D. Longshore and Black Lung Acts
NAWE and Intervenors allege that the adoption of the Rule violates the Longshore Act and the Black Lung Act because the Rule was not adopted in accordance with the "procedural requirements" of the Acts and because the Rule violates these Acts. However, NAWE and Intervenors fail to identify any portion of these Acts that sets forth such alleged procedural requirements or that requires the Department of Labor to publish claimants' full names in ALJ decisions and orders. Thus, NAWE and Intervenors have not pointed to any cause of action arising under the provisions of these Acts. Because they have not stated a claim for relief, the claims under the Longshore Act and the Black Lung Act will be dismissed.*fn13
E. Remaining Claims
NAWE and Intervenors also allege that their common law right to access court records and their rights under the First Amendment and the Due Process Clause of the Fifth Amendment were violated by the promulgation of the Rule. See Am. Compl. ¶¶ 108-111 (Count 3) & ¶ 112 (Count 4); Intervenors' Am. Compl. ¶ 57 (Count 3). It is well-settled that courts should avoid unnecessarily deciding constitutional questions. Nat'l Black Police Ass'n v. District of Columbia, 108 F.3d 346, 353-54 (D.C. Cir. 1997). And when a plaintiff receives all relief requested based on other considerations, there is no need to reach additional issues. See United Seniors Ass'n, Inc. v. Shalala, 182 F.3d 965, 969-70 (D.C. Cir. 1999) (because case resolved on other grounds, there was no need to reach the constitutional issues raised in the complaint). Because the Court will set aside the Rule and enjoin its enforcement under the APA, NAWE and Intervenors' requests for relief are fully satisfied. The Court need not reach the common law claim or the constitutional claims.

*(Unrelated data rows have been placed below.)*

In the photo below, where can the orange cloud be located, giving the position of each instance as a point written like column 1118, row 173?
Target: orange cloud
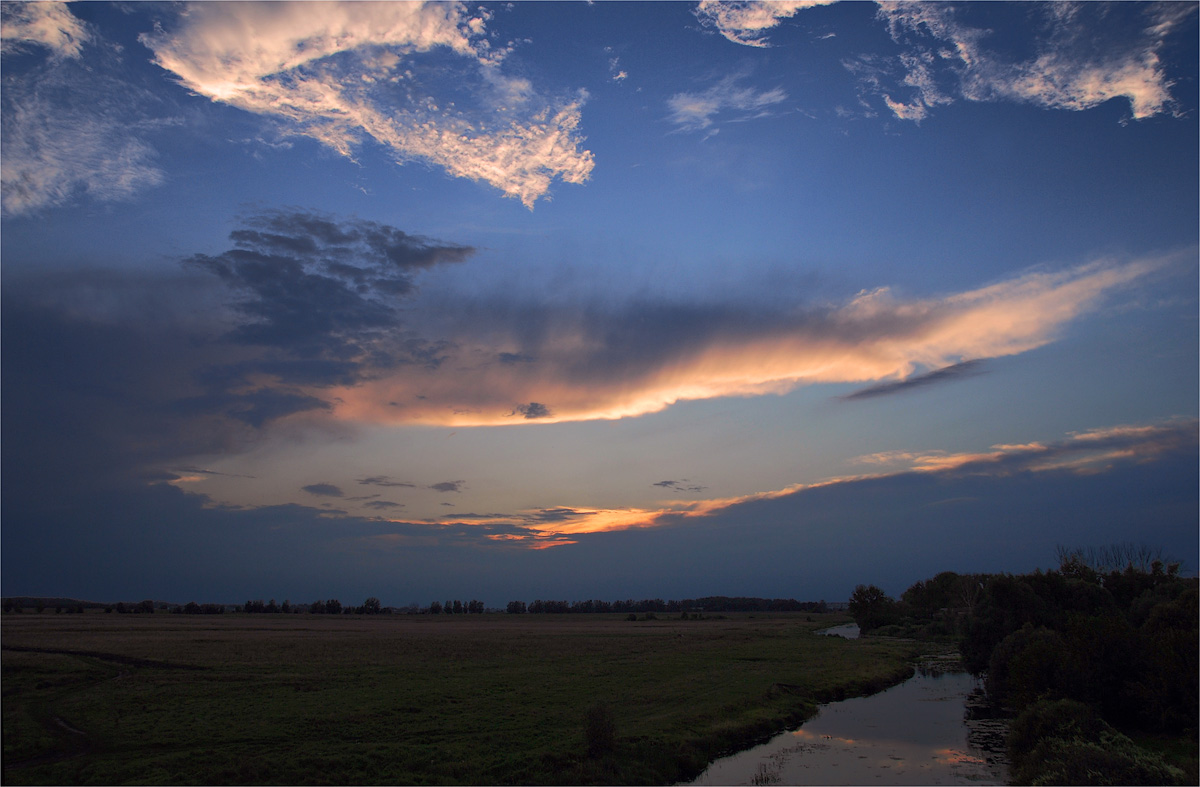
column 1079, row 452
column 579, row 373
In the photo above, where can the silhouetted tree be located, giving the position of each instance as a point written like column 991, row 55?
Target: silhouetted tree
column 871, row 607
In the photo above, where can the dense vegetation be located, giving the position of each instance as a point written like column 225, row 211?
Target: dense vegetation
column 1098, row 661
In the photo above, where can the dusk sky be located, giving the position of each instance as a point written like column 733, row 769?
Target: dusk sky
column 515, row 301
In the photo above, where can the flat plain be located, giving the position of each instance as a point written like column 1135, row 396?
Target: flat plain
column 480, row 698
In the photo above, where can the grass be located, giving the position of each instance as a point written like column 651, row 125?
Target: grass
column 414, row 700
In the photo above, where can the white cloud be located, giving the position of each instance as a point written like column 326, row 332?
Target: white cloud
column 340, row 72
column 55, row 152
column 69, row 128
column 696, row 110
column 747, row 22
column 589, row 366
column 1080, row 59
column 48, row 24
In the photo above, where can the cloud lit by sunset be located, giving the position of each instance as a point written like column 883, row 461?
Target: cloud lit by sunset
column 783, row 296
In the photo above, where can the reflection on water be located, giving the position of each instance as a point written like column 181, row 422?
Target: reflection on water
column 931, row 730
column 847, row 630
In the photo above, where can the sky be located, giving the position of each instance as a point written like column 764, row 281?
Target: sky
column 615, row 300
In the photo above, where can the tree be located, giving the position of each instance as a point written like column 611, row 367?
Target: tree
column 871, row 607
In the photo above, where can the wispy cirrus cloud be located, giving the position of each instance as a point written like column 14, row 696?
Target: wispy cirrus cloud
column 69, row 128
column 45, row 24
column 945, row 374
column 727, row 98
column 343, row 72
column 591, row 362
column 1083, row 55
column 747, row 22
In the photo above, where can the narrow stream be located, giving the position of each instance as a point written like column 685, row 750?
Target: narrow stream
column 931, row 730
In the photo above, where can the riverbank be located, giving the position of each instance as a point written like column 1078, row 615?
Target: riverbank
column 414, row 700
column 921, row 732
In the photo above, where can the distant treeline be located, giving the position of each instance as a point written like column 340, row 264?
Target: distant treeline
column 708, row 604
column 1109, row 641
column 372, row 606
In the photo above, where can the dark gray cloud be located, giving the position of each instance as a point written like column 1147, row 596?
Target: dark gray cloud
column 532, row 410
column 681, row 486
column 945, row 374
column 383, row 480
column 324, row 292
column 324, row 490
column 121, row 373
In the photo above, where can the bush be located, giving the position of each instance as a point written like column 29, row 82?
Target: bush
column 1066, row 743
column 1029, row 665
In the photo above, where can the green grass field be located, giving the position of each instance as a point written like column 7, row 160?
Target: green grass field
column 495, row 698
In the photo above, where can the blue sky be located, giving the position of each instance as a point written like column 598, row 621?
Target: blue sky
column 592, row 300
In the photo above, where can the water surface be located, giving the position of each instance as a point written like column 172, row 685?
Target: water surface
column 930, row 730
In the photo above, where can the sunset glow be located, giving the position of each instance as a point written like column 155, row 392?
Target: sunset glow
column 783, row 296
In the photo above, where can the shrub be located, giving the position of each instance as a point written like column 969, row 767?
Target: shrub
column 1066, row 743
column 1029, row 665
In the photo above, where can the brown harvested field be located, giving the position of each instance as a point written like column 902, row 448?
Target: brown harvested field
column 493, row 698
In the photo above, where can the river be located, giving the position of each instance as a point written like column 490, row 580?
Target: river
column 933, row 728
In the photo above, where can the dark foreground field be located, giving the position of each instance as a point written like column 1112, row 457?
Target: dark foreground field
column 108, row 698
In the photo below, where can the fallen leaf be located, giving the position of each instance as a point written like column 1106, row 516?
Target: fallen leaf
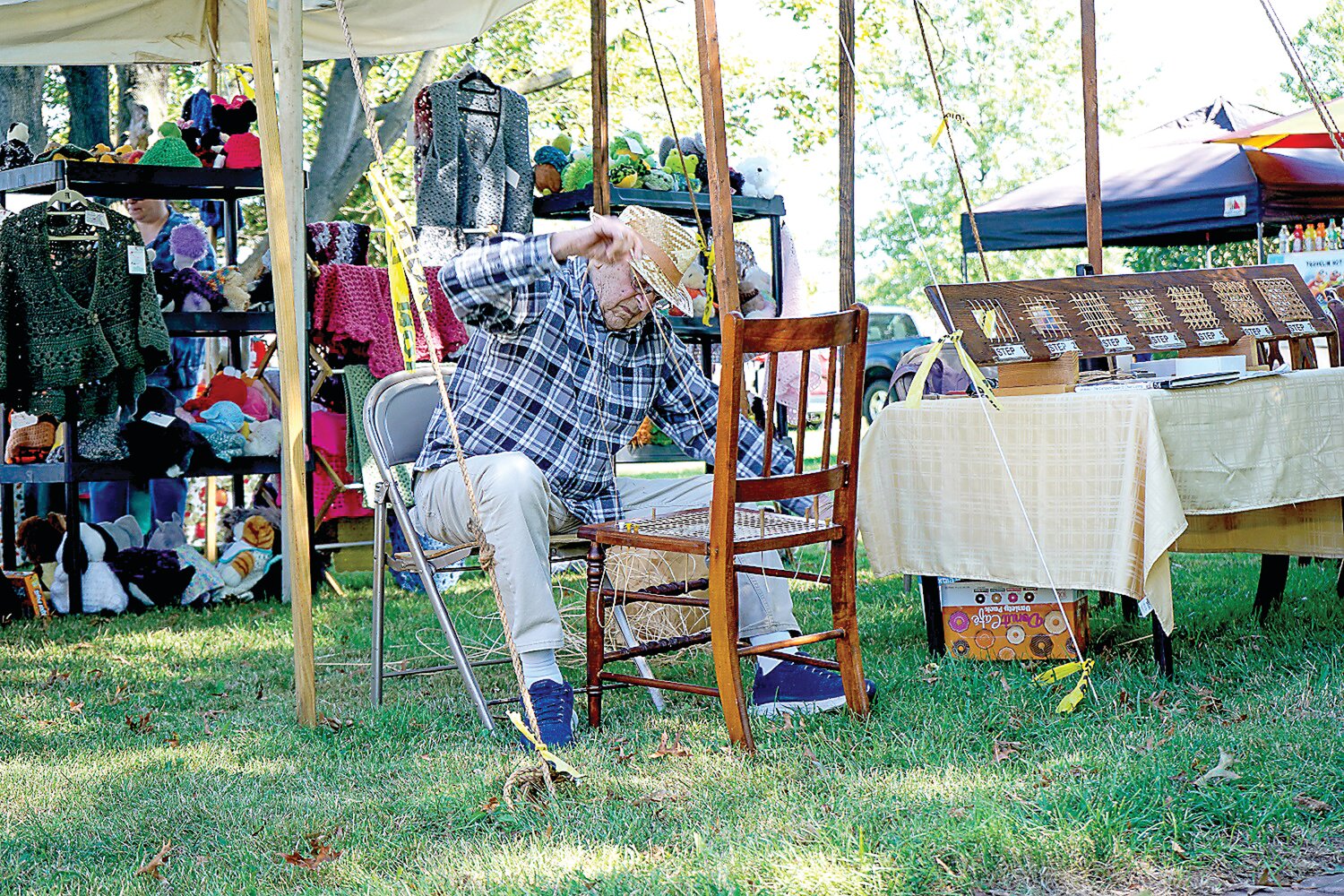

For the reasons explained above, the Secretary's motion to dismiss or for summary judgment [Dkt. # 35 & 36]*fn14 will be granted in part and denied in part, and Plaintiff and Intervenors' motion for summary judgment [Dkt. # 40] will be granted in part and denied in part. While the claims under FOIA, the Longshore Act, and the Black Lung Act will be dismissed, summary judgment will be granted in favor of Plaintiff and Intervenors with regard to their claims under the APA. The Rule requiring the use of claimants' initials in ALJ decisions and orders under the Longshore Act and the Black Lung Act will be set aside and its enforcement will be enjoined. A memorializing Order accompanies this Memorandum Opinion.